Conseil des droits de l'homme de l'ONU à Genève

“La pandémie de Covid-19 a fragilisé l’ensemble des droits humains”, a déclaré, mardi 18 janvier 2022, la Haute-Commissaire adjointe aux droits de l’Homme, Nada Nashif, devant le Conseil des droits de l’Homme de l’ONU à Genève, relevant que le nouveau coronavirus a détruit «des vies et des moyens de subsistance, aggravant la pauvreté et les inégalités» dans le monde.

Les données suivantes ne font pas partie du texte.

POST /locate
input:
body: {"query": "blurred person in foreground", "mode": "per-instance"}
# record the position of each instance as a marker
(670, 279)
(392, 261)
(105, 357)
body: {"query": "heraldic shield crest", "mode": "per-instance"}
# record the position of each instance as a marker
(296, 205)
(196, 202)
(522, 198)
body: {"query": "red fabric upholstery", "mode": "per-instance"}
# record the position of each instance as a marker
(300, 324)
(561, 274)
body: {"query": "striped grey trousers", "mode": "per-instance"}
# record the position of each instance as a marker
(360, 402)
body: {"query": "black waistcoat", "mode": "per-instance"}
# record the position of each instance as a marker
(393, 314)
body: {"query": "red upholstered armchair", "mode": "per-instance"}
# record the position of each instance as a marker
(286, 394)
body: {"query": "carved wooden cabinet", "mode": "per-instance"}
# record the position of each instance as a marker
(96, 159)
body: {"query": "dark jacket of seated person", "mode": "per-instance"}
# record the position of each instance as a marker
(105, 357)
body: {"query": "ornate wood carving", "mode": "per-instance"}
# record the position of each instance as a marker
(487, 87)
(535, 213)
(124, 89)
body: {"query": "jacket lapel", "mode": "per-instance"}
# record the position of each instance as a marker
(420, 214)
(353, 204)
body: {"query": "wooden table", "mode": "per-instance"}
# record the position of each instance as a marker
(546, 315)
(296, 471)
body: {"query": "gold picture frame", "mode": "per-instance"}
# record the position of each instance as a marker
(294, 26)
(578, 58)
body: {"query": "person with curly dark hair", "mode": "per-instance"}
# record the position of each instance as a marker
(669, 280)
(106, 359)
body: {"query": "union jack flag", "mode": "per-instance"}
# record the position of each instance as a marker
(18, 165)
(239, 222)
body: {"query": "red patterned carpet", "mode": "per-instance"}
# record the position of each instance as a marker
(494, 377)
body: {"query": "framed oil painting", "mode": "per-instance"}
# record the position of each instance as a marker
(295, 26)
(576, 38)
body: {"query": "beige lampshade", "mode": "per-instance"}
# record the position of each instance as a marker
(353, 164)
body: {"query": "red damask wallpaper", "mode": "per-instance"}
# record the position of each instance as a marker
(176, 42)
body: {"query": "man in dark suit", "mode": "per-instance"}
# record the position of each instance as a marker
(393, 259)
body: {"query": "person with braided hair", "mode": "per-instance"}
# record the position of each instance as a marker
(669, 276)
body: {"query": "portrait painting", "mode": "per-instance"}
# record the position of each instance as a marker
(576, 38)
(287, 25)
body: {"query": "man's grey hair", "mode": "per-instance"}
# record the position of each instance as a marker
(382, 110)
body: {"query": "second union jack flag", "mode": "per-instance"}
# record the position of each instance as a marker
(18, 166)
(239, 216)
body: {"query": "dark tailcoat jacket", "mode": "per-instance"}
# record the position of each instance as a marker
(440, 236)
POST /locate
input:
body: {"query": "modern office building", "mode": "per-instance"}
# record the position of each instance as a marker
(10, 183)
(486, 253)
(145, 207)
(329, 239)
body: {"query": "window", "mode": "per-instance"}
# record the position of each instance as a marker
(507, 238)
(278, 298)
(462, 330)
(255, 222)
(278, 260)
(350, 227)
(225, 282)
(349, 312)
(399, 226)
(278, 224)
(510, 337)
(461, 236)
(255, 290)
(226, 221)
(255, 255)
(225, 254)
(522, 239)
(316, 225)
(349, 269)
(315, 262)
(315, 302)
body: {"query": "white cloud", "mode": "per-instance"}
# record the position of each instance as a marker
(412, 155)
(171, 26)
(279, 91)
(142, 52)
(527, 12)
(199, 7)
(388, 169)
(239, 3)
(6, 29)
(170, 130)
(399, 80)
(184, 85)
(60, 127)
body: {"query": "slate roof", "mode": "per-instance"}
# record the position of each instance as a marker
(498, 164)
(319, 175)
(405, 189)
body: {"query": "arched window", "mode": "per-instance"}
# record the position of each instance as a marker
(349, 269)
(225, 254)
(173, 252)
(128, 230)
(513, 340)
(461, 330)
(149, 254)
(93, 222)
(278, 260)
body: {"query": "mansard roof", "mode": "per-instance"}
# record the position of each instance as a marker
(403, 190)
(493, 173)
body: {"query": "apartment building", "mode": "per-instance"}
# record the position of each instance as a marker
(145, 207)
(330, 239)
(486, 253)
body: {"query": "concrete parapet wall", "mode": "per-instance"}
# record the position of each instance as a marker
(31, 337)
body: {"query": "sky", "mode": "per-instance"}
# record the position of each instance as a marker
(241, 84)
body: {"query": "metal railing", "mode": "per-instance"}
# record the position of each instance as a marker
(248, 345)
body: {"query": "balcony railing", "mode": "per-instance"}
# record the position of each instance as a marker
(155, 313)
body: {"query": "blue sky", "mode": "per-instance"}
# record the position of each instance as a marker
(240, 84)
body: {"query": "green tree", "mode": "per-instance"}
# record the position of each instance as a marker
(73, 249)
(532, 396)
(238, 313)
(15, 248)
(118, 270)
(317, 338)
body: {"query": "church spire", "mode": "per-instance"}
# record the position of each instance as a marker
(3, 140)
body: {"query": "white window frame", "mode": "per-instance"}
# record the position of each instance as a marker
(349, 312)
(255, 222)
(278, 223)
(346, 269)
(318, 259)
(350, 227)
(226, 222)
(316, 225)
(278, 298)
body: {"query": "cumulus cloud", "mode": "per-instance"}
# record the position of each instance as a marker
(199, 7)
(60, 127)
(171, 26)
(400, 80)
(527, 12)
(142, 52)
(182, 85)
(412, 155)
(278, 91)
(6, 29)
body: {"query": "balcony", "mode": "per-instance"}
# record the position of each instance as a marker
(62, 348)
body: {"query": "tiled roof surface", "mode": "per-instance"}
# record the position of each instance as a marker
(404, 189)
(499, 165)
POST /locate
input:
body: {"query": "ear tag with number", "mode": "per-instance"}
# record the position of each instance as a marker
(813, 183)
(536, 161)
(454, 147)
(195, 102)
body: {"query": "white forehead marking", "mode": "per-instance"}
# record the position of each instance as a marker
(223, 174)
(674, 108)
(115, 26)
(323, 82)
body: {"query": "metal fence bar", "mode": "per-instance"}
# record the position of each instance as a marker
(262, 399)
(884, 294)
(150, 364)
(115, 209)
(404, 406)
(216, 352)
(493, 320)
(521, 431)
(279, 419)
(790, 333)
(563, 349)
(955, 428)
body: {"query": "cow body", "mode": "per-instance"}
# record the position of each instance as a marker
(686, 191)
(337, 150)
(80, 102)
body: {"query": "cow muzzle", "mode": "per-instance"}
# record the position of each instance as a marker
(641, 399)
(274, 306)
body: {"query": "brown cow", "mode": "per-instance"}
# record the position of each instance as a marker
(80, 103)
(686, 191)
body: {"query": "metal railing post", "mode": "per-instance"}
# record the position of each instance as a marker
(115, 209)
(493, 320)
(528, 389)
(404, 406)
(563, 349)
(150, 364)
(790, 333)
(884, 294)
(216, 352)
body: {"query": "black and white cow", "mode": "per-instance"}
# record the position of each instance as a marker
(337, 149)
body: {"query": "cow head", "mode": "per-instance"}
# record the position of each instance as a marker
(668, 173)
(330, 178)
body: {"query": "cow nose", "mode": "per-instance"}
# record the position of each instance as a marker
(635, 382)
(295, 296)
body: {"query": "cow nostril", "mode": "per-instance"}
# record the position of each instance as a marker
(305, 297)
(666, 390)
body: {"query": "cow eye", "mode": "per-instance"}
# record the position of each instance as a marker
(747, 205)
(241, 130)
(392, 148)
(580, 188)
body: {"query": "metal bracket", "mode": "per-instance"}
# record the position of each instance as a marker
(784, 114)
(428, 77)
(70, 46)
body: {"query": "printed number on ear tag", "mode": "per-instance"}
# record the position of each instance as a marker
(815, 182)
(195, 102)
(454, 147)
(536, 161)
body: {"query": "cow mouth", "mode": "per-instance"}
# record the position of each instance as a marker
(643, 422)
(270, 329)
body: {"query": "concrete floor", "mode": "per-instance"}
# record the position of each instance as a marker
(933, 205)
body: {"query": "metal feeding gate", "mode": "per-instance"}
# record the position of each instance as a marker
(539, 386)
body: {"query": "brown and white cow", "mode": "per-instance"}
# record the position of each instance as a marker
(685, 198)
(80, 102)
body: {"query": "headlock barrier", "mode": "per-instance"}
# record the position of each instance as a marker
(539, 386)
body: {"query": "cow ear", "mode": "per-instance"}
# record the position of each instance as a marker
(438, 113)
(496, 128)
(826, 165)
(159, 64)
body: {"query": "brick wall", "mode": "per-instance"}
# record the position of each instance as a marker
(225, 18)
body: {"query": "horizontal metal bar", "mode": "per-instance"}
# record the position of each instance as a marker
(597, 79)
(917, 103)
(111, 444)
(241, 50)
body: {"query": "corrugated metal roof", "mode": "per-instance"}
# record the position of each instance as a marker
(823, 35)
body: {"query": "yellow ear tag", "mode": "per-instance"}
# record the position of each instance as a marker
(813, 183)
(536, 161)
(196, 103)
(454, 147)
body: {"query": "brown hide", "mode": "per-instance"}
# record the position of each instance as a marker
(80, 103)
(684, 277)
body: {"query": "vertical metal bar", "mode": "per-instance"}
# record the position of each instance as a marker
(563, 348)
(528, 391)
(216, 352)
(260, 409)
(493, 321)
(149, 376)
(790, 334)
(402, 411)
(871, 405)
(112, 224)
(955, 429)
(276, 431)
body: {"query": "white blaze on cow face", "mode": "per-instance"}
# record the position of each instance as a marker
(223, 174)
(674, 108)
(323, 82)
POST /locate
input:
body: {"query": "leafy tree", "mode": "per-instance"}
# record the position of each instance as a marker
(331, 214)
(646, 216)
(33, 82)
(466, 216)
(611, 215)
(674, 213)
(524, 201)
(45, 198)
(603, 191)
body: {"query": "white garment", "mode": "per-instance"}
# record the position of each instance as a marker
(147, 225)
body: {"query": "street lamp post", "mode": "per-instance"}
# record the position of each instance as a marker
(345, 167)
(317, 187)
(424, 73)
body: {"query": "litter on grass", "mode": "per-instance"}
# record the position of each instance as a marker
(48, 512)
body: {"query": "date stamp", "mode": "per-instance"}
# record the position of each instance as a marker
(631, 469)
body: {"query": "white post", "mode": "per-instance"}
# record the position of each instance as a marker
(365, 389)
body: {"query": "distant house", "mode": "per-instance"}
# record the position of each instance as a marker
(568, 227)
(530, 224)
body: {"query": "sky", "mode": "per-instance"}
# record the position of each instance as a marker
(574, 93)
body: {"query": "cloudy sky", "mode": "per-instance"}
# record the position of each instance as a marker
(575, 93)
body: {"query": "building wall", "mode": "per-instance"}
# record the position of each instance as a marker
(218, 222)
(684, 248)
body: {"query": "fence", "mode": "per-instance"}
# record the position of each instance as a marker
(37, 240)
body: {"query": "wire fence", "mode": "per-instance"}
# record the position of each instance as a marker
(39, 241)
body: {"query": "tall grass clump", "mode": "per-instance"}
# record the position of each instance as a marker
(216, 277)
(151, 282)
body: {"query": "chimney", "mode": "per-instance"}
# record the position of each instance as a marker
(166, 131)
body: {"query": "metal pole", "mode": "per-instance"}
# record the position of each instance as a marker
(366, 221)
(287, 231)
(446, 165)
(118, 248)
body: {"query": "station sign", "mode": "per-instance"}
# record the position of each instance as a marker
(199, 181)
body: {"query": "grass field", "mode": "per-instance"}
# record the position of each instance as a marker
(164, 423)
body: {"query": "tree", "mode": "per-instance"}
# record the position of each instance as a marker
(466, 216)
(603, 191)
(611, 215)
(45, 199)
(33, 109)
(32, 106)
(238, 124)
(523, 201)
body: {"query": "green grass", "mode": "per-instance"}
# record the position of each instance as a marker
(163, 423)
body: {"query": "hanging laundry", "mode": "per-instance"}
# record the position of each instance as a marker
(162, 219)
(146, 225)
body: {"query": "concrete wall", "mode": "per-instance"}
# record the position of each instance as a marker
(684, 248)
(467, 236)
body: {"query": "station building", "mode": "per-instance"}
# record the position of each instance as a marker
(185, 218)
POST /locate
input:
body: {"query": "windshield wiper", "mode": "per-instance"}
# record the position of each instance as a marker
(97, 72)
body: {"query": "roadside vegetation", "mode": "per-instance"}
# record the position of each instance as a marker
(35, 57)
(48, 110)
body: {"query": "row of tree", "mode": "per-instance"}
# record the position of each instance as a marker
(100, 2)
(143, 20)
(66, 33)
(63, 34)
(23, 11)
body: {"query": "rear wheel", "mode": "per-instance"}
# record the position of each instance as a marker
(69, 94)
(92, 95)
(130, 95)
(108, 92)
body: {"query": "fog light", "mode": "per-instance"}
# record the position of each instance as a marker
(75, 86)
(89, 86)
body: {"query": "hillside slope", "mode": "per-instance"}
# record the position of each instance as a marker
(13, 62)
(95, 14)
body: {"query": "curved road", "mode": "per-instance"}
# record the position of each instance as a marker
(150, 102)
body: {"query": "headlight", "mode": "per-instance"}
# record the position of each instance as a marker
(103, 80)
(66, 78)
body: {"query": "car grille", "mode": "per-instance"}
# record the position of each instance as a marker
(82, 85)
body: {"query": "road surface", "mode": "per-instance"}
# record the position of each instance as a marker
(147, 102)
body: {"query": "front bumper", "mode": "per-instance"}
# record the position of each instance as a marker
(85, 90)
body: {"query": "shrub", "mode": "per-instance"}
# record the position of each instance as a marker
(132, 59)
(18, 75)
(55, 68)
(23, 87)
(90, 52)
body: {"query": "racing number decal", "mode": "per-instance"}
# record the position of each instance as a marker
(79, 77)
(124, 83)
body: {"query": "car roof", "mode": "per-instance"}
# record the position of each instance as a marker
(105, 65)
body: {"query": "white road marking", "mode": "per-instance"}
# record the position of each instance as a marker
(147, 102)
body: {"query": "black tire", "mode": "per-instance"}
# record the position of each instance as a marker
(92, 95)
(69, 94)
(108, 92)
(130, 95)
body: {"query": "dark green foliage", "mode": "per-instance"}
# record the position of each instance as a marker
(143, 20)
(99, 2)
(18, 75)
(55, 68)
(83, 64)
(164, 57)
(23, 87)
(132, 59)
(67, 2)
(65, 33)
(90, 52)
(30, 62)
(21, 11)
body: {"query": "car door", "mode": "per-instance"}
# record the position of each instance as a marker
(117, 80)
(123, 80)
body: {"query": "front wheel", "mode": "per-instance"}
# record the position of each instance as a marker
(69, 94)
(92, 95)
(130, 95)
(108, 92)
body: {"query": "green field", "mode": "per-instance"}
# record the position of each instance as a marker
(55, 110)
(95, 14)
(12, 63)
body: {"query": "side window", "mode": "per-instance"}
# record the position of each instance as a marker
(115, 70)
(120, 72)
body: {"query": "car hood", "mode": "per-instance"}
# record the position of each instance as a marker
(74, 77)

Lors de la 4e réunion intersessionnelle pour la coopération sur les droits de l’Homme et le Programme de développement durable à l’horizon 2030, les services de la Haute-Commissaire, Michelle Bachelet, ancienne présidente du Chili, ont plaidé pour l’adoption de politiques fondées sur les droits humains, afin de se remettre sur la voie de la réalisation de l’Agenda 2030 et parvenir à «un contrat social renouvelé ancré dans les droits de l’Homme, que le Secrétaire général de l’ONU a appelé de ses voeux», rapporte ONU Info.

D’autant plus que la nouvelle année a débuté avec les mêmes immenses défis mondiaux que représentent la lutte contre la pandémie et le redressement après ses conséquences socio-économiques dévastatrices.

Outre l’accès inéquitable aux vaccins, qui illustre une reprise à deux vitesses, certaines parties du monde font face à un surendettement croissant, qui pèse lourdement sur les pays en développement. Pour se remettre du plus grand revers de développement de l’Histoire, le monde doit donc changer les approches et les modèles économiques.

Une stratégie qui a engendré des coûts sociaux insoutenables, déchirant le tissu social des sociétés, alimentant l’instabilité et amplifiant la méfiance envers les institutions. «Nous avons besoin d’une économie qui investisse dans les droits de l’Homme et qui fonctionne pour tous», a insisté Mme Nashif.